Den Riss per Kreuznaht schließen


Von Jürgen Liminski
Soviel Nahtlosigkeit war nie. Nicht einmal Haarrisse seien auszumachen, meinte der Regierungssprecher, nachdem der deutliche Gegensatz in der Türkei-Politik zwischen CDU und vor allem CSU auf der einen und der SPD auf der anderen Seite nicht mehr zu verbergen gewesen war.
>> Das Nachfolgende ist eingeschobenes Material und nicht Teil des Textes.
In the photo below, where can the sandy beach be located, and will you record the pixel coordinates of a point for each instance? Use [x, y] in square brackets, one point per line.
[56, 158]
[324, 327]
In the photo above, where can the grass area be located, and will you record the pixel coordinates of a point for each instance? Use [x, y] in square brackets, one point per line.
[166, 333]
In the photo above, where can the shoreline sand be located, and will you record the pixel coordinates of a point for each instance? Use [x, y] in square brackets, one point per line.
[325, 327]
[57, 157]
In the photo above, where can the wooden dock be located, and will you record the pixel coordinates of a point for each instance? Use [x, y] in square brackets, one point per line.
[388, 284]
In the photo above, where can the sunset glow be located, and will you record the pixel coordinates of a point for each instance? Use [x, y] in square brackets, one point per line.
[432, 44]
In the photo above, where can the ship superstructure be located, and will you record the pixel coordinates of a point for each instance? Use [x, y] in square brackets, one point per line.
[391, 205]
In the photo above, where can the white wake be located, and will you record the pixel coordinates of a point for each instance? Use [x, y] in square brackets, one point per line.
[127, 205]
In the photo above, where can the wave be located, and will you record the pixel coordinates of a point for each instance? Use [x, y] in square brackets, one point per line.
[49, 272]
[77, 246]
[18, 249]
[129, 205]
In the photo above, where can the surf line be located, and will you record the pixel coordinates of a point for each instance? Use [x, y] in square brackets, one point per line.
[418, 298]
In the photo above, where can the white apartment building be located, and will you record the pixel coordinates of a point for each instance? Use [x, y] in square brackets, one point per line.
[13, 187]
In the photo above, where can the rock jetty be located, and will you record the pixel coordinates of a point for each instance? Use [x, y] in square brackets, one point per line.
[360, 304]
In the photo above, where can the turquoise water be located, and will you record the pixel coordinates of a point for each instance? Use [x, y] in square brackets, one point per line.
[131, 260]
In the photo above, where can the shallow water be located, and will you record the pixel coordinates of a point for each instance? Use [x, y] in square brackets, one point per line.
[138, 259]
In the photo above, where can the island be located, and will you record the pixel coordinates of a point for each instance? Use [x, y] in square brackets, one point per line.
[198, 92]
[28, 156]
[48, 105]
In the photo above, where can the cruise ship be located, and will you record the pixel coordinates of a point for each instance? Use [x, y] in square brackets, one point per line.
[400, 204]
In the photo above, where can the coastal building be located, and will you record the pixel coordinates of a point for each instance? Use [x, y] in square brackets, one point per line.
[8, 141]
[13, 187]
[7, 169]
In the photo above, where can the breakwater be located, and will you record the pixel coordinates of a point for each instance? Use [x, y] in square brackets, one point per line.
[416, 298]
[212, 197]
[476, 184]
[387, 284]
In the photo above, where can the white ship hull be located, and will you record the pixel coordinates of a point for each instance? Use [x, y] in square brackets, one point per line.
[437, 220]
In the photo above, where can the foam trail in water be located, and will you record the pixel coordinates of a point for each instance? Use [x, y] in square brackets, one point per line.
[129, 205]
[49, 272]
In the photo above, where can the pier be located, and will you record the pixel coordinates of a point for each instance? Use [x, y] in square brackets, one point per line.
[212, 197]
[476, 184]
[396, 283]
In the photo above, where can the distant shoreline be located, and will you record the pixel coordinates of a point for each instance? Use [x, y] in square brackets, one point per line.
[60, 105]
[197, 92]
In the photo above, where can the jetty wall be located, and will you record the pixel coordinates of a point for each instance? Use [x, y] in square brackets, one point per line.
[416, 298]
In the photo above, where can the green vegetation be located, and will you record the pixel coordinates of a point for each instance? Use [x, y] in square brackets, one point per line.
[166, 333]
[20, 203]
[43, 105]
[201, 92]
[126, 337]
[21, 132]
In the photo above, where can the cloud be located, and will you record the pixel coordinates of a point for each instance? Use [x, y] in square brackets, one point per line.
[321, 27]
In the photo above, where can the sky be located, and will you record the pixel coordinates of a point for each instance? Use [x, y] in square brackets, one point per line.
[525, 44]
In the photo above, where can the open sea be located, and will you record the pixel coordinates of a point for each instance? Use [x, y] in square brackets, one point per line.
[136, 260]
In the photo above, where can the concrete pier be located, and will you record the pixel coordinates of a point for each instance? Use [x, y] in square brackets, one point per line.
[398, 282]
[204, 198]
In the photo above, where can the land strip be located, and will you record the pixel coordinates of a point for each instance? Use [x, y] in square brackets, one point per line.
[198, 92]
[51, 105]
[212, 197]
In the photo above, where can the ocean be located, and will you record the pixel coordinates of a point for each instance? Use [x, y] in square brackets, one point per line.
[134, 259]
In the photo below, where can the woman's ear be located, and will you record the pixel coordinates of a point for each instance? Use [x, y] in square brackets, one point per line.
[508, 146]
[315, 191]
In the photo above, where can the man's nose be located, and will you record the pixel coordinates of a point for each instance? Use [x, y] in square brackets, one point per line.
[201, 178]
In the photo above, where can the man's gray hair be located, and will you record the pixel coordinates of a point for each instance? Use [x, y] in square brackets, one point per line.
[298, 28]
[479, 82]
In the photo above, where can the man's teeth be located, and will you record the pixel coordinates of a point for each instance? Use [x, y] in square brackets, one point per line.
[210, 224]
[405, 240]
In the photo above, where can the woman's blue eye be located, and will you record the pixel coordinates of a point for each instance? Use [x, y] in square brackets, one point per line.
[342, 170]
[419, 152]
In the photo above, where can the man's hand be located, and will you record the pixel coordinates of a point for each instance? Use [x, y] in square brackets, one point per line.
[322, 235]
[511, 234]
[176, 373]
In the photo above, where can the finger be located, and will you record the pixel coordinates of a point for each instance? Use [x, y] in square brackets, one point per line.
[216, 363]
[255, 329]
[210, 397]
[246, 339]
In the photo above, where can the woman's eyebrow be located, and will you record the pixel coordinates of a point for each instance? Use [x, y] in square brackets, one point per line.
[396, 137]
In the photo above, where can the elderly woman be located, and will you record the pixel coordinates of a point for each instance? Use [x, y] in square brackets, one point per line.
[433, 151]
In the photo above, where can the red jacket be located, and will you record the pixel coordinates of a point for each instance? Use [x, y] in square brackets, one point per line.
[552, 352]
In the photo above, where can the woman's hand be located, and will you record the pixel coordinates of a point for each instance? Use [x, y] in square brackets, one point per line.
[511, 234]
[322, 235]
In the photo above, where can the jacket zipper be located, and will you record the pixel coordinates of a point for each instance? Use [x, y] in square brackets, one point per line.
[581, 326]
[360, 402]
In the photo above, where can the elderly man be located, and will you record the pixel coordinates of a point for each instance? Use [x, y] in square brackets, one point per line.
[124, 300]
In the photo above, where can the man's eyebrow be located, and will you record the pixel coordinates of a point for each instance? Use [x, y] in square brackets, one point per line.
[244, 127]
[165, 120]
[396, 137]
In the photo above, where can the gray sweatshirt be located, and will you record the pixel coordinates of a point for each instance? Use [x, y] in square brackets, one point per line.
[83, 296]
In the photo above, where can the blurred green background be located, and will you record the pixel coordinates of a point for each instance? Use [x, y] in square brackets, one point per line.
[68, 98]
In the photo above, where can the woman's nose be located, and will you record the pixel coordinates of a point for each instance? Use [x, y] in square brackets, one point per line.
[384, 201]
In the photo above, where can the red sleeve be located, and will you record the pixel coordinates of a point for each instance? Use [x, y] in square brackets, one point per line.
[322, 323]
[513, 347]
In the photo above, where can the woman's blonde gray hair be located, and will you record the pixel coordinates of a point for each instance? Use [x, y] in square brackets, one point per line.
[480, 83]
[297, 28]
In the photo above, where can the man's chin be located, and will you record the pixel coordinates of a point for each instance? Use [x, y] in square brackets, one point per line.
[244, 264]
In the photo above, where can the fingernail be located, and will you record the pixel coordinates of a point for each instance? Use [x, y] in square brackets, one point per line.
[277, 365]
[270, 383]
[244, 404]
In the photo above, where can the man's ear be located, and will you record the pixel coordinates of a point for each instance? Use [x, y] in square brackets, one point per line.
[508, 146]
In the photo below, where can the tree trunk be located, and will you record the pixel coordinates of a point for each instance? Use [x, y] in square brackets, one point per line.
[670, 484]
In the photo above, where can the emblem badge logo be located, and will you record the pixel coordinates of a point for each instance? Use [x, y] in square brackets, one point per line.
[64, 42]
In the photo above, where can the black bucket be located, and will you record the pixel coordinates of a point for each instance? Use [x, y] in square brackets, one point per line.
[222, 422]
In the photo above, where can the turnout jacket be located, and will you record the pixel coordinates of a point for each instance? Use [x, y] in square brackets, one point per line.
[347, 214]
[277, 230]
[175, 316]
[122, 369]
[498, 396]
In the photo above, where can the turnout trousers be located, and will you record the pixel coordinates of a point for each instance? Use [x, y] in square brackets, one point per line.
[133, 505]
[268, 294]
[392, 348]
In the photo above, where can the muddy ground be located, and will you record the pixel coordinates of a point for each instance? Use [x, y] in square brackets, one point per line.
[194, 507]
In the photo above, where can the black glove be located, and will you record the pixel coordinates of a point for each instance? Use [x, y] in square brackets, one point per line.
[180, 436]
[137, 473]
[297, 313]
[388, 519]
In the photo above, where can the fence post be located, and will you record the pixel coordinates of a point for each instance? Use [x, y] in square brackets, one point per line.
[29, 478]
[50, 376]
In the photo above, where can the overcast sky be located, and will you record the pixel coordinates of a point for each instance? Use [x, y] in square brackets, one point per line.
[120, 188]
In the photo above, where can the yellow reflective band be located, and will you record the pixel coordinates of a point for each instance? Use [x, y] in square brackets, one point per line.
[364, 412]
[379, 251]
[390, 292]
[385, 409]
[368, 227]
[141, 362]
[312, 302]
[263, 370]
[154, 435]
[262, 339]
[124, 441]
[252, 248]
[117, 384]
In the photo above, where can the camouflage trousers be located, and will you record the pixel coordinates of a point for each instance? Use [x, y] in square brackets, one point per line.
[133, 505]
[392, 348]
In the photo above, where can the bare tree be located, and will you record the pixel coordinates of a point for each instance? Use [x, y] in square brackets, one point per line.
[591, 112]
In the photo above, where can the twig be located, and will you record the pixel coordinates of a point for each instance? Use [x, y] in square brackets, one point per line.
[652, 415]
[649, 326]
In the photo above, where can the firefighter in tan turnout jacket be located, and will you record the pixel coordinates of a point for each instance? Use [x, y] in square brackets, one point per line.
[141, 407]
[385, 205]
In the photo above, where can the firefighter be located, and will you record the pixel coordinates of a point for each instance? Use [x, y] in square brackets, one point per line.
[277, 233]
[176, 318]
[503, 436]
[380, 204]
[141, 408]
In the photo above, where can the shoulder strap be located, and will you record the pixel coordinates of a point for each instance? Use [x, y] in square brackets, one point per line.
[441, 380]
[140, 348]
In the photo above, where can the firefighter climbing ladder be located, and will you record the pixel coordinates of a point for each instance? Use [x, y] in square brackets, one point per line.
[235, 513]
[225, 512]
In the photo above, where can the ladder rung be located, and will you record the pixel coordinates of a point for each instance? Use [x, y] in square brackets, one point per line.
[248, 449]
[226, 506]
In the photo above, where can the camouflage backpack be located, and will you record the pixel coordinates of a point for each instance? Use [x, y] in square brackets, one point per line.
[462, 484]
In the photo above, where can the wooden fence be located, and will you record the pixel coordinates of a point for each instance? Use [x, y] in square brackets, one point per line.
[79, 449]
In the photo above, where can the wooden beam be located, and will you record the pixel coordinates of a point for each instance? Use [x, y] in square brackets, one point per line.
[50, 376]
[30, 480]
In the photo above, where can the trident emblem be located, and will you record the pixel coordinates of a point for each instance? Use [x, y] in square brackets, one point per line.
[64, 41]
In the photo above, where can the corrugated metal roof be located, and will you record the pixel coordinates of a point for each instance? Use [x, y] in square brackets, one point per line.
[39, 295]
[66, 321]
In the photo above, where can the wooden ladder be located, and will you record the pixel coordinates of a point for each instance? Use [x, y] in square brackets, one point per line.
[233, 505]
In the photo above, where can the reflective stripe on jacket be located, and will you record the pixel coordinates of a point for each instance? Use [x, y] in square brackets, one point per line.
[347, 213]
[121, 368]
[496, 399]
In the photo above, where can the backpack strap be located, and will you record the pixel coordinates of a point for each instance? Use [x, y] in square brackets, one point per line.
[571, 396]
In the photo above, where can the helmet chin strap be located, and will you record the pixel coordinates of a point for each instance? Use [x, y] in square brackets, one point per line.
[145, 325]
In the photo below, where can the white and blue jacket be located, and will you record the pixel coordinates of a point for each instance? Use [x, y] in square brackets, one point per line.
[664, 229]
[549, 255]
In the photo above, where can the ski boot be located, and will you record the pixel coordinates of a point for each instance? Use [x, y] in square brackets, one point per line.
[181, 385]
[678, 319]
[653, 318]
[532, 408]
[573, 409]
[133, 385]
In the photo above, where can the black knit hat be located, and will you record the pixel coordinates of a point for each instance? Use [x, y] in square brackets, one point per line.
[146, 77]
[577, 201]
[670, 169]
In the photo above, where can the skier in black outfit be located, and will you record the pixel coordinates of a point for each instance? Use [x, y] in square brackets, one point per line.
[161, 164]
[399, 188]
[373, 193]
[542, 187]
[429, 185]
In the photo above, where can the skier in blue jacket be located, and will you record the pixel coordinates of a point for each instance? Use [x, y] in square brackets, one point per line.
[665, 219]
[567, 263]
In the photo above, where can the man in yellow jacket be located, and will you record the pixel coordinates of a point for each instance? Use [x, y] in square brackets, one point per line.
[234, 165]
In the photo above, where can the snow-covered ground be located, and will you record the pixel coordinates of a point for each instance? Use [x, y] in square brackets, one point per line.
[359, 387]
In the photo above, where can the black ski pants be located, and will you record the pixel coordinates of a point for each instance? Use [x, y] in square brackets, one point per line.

Denn das pfeifen die Berliner Spatzen von allen Dächern: Außenminister Frank-Walter Steinmeier will die Türkei als Vollmitglied in die EU aufnehmen, die Union ist dagegen. Schon als Kanzleramtschef unter Schröder hatte Steinmeier auf dieses Ziel hingearbeitet. Er würde sich verleugnen, wenn er nun anders dächte. Aber einen Koalitionskrach will die SPD deswegen auch nicht riskieren, schon gar nicht so kurz vor der EU-Präsidentschaft, in der Steinmeier als Außenminister manche Akzente setzen kann. Also entscheidet man sich für die vorläufige Nahtlosigkeit.
Nahtlos ist auch die Übereinstimmung zwischen SPD-Chef Kurt Beck und dem Außenminister. Das darf man diesmal auch glauben. Beck und Steinmeier ziehen am selben Strang, an dessen Ende der Wahlsieg für die SPD und die Wiedereroberung des Kanzleramtes steht. Dafür braucht man die Stimmen der türkischstämmigen Wähler. Diese Frage wird also noch lange nahtlos im Raume stehen.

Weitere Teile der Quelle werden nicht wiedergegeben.